Estrogen influences bone remodeling. The loss of this hormone at menopause speeds up bone loss in women. “Some women can lose 5 percent a year for six years as estrogen levels drop,” says Dr. Deal.

Even though men don’t experience an abrupt decline in testosterone, a more gradual decline in hormone levels results in bone loss and low bone density and possibly osteoporosis. “It tends to occur about five to 10 years later in men than in women,” says Dr. Deal.

Calcium

Calcium and vitamin D are the key players in bone health. Calcium is a mineral that our bodies need for a variety of essential functions, including building bone. Our bodies can’t make calcium, so we must get it from food. About 95 percent of the calcium we consume gets stored in our bones and teeth.

“That’s your bone bank,” says Dr. Deal. If your calcium intake declines your body will take calcium from bone. If this happens too frequently, it can lead to low bone density.

Because calcium is so essential for bone health, experts have long recommended supplements. This has become controversial over the past several years because some studies suggested that taking calcium supplements may increase risk for heart disease. However, more recent research, including a meta-analysis in 2015 and a large study in 2018, failed to find that calcium supplements are harmful for the heart. Studies also show that dietary calcium is not linked to increased heart disease risk.

The value of taking calcium and vitamin D supplements has also been questioned because of studies showing that they don’t prevent fractures. But studying this connection is complicated. It depends on the population being studied, the amount of the supplements taken, whether participants reliably took the supplements, and other factors. For now, the findings are not conclusive.

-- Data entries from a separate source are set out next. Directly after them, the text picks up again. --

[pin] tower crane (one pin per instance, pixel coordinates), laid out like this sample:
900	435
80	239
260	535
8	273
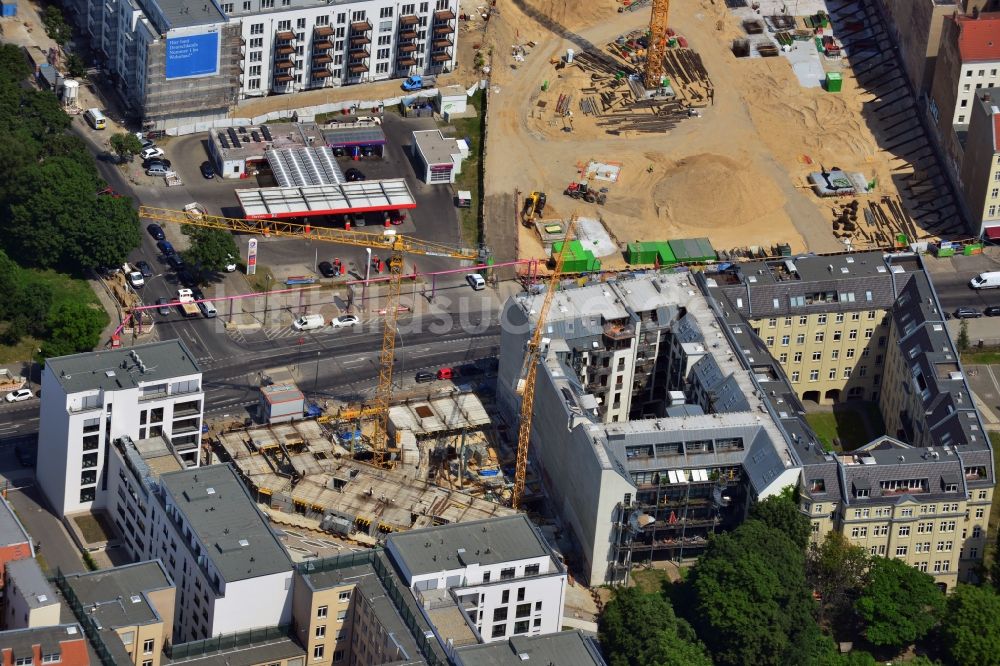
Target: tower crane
397	245
530	373
653	76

The bottom line is that your body definitely needs calcium. “If you don’t want to take supplements, you have to get it in your diet,” says Dr. Deal. If you have concerns about calcium and whether a supplement is necessary, talk with your doctor. Adequate calcium is essential, but there’s no advantage to getting more than the recommended amount.

Dairy products (milk, yogurt, cheese) are the most plentiful sources. You can also get calcium from fortified orange juice, almond milk, soy milk, and green leafy vegetables (such as collard greens, bok choy and spinach).

Vitamin D

Vitamin D is necessary for absorption of calcium and also bone mineralization. Bone is composed of proteins and the mineral hydroxyapatite. “People with low vitamin D levels have undermineralized bone, which is not strong,” says Dr. Deal.

Bone health

© newannyart | Getty Images

Exposure to the sun is the primary source of vitamin D. Ultraviolet B rays in sunlight turn a substance in the skin into a usable form of vitamin D. Vitamin D is much harder to get from food. The only way to know if you need a vitamin D supplement and how much you should take is to get a blood test.

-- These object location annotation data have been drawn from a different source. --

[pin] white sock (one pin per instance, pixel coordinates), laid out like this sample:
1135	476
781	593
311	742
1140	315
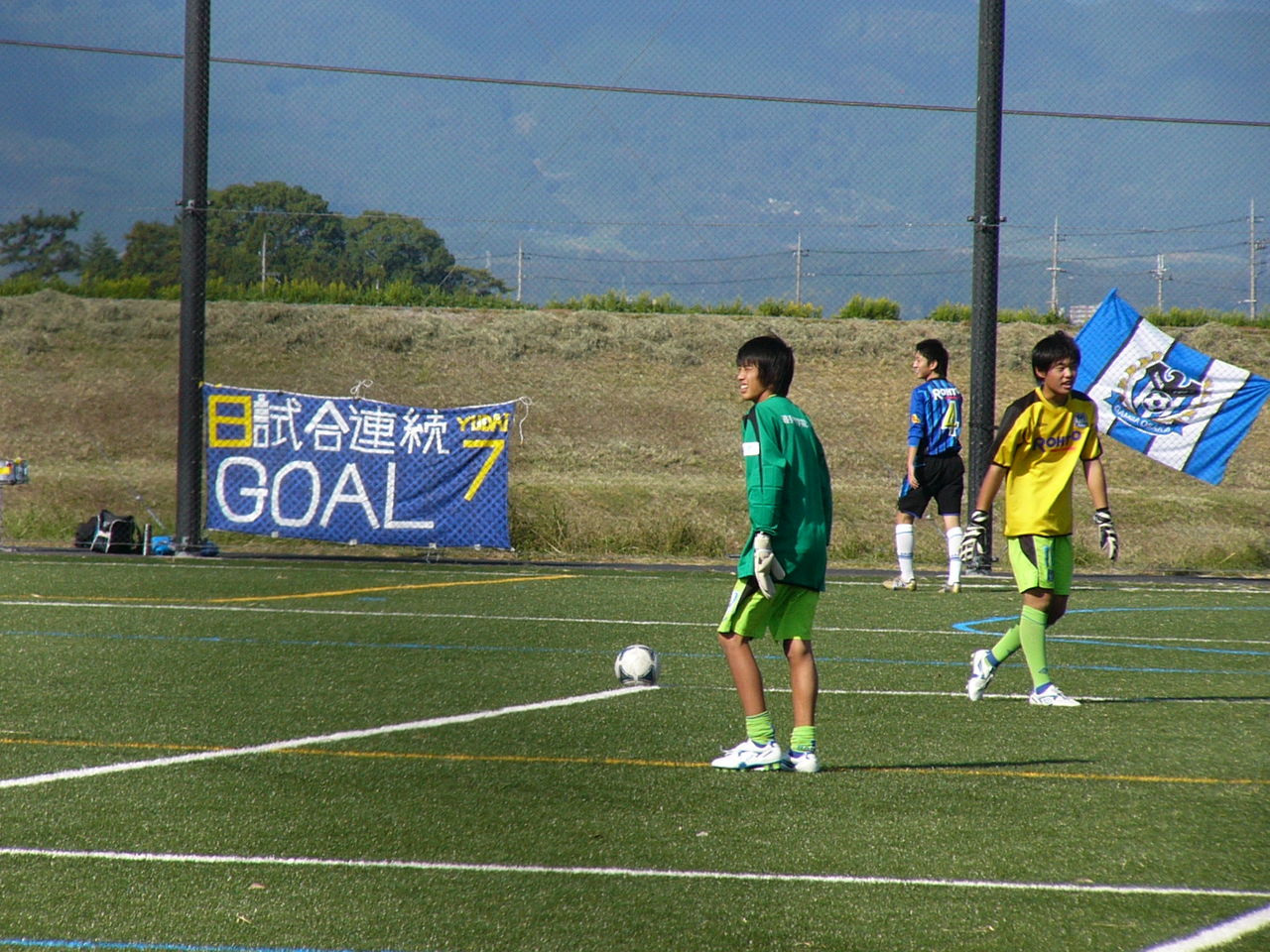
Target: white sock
905	548
953	538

According to the Institute of Medicine, a normal vitamin D level is 20 ng/mL or higher. “Most experts believe it should be 30 or higher,” says Dr. Deal.

Exercise

The other important lifestyle factor is exercise. Repeated stress on bones from weight-bearing activity stimulates bone to increase the storage of calcium. Inactivity can lead to bone loss.

To have the necessary impact on bone strength, physical activities must involve striking your heel on the floor. Walking, hiking, running, dancing and tennis are good weight-bearing exercises.

Bone Density Testing

The only way to know your bone density is with a dual-energy X-ray absorptiometry (DXA) test. This test is recommended for all women age 65 and older and men age 70 and older. For women with risk factors, Dr. Deal advises getting a bone density test at the time of menopause (around age 50).

A bone density test will give you a T-score. A score of -2.5 or below means you have osteoporosis. It’s recommended that people with osteoporosis take medications, but also continue getting adequate calcium, vitamin D and exercise. If your T-score is between -1 and -2.5 (called osteopenia), your doctor will consider other risk factors (using a web-based tool called FRAX®) to decide whether medication is appropriate.